Ok, maybe I’m just dramatic. Perhaps it is not so “scary” to hop on a plane to conduct an on-site audit. After all, how many people die in conference rooms, excluding death from boredom? Maybe you always wanted to perform quality audits remotely to eliminate the cost of travel expenses. Remote audits are especially attractive for supplier audits on the other side of the world, after all, who looks forward to a 14-hour direct flight from JFK to Seoul. The biggest challenge in changing your audit process from an on-site audit to a remote audit is that you need to convince top management, your certification body, and the next FDA inspector that remote quality audits are just as effective as an on-site audit.
Quality audits can be a remarkable value-added activity. Still, I don’t think you will learn how by reading the mighty 645-page tome on value-added auditing that was written by another indie author published on Amazon. You need to stop using the element approach and learn to conduct audits using the process approach instead. You also need to make better use of the subject-matter experts in your company. They can help you audit a specific process if you teach them how, but they are not joining you on that 14-hour flight. You need to start using remote auditing techniques to get engineers involved in the auditing of areas they know better than you do.

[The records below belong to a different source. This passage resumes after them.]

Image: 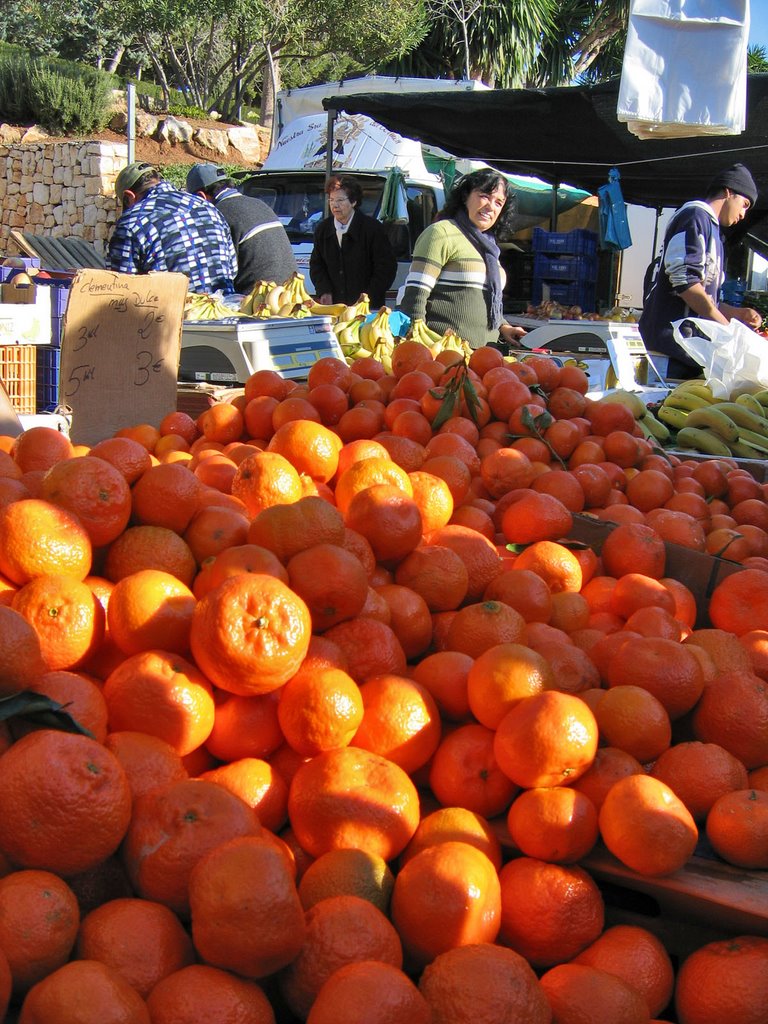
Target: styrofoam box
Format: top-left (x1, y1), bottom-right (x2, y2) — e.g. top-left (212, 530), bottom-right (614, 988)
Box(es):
top-left (0, 288), bottom-right (51, 345)
top-left (178, 316), bottom-right (344, 384)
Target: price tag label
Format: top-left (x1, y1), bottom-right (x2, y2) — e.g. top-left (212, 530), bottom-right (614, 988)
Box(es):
top-left (58, 269), bottom-right (187, 444)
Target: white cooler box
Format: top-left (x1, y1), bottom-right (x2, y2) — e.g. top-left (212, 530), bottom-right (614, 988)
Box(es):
top-left (178, 316), bottom-right (344, 384)
top-left (507, 316), bottom-right (668, 391)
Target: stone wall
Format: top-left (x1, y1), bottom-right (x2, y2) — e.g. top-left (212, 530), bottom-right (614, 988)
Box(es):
top-left (0, 141), bottom-right (128, 254)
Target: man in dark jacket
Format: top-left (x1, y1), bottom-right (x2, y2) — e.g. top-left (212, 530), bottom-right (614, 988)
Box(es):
top-left (638, 164), bottom-right (761, 379)
top-left (186, 164), bottom-right (297, 295)
top-left (309, 175), bottom-right (397, 308)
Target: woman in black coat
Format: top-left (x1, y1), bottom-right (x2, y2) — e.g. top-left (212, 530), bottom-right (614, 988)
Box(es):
top-left (309, 175), bottom-right (397, 309)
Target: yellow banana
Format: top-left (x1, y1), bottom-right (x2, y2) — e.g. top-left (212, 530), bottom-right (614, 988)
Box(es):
top-left (286, 270), bottom-right (312, 302)
top-left (738, 427), bottom-right (768, 454)
top-left (671, 381), bottom-right (717, 402)
top-left (264, 285), bottom-right (293, 316)
top-left (685, 406), bottom-right (738, 441)
top-left (656, 402), bottom-right (689, 430)
top-left (357, 317), bottom-right (376, 351)
top-left (664, 390), bottom-right (712, 413)
top-left (637, 409), bottom-right (670, 441)
top-left (309, 299), bottom-right (354, 319)
top-left (718, 401), bottom-right (768, 437)
top-left (726, 438), bottom-right (765, 459)
top-left (676, 427), bottom-right (731, 457)
top-left (735, 393), bottom-right (768, 416)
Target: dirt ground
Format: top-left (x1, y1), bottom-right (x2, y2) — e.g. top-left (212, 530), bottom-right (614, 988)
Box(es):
top-left (36, 118), bottom-right (264, 167)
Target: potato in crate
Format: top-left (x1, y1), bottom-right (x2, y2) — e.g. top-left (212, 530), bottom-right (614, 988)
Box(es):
top-left (0, 345), bottom-right (38, 416)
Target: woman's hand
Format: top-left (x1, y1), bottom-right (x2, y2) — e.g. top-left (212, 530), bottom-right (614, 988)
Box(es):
top-left (499, 324), bottom-right (527, 345)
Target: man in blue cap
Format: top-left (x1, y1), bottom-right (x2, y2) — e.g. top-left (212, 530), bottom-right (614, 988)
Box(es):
top-left (638, 164), bottom-right (762, 380)
top-left (186, 164), bottom-right (297, 295)
top-left (106, 161), bottom-right (238, 295)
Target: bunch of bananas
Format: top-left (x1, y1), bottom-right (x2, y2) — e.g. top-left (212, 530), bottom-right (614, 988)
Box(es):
top-left (240, 270), bottom-right (313, 317)
top-left (600, 388), bottom-right (671, 444)
top-left (344, 306), bottom-right (395, 373)
top-left (184, 292), bottom-right (239, 321)
top-left (658, 381), bottom-right (768, 459)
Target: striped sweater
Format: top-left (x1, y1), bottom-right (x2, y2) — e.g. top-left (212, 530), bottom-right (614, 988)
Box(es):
top-left (400, 220), bottom-right (499, 348)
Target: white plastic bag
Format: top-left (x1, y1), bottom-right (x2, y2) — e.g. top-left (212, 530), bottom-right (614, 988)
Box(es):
top-left (672, 316), bottom-right (768, 398)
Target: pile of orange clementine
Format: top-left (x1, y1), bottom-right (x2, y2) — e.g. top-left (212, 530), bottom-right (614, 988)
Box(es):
top-left (0, 342), bottom-right (768, 1024)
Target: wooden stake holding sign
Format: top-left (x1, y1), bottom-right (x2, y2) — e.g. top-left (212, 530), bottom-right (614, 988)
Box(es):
top-left (58, 269), bottom-right (187, 444)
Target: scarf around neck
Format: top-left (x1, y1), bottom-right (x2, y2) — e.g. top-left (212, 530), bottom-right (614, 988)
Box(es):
top-left (454, 208), bottom-right (504, 331)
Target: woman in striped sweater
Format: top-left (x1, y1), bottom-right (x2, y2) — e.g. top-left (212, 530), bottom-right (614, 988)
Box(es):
top-left (400, 167), bottom-right (525, 348)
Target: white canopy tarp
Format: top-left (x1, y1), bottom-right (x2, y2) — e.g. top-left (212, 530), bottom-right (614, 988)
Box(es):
top-left (616, 0), bottom-right (750, 138)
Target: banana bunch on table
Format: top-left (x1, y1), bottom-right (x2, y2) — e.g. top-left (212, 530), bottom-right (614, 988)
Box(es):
top-left (183, 292), bottom-right (240, 321)
top-left (346, 306), bottom-right (395, 373)
top-left (656, 381), bottom-right (768, 459)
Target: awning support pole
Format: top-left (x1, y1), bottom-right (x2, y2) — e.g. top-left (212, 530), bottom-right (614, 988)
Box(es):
top-left (324, 108), bottom-right (336, 217)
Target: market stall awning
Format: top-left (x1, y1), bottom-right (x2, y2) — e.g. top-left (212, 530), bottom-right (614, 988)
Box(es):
top-left (323, 75), bottom-right (768, 247)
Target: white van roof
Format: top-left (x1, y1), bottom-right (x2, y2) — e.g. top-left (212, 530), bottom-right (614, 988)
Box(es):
top-left (261, 112), bottom-right (439, 183)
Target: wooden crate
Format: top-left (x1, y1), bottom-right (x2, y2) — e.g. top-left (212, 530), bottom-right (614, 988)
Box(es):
top-left (0, 345), bottom-right (37, 415)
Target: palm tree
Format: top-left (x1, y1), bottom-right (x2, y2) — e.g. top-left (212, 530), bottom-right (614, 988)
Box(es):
top-left (380, 0), bottom-right (629, 88)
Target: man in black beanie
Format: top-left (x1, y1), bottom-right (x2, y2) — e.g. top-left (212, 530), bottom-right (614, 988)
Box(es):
top-left (639, 164), bottom-right (762, 380)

It might not be possible to convince a design engineer to learn to be a lead auditor, but you can teach them to be capable audit team members for 90-minutes. Your design engineer can be an audit team member from the safety of their home at 8 pm on a Tuesday when it’s 9 am in Seoul on Wednesday morning. Let us teach you and the other engineers in your company how to conduct effective remote quality audits, and we will keep you safe.
I know you will say there is just one problem. How will you convince your boss? Well, you could mention the thousands of dollars you will save on travel costs. You could suggest using those 28 hours of flight time to do something more important than trying to sleep on the “Redeye” Korean Air flight. You could also say that it will be infinitely easier to coordinate five 90-minute Zoom meetings with your supplier than scheduling one full-day audit in Korea.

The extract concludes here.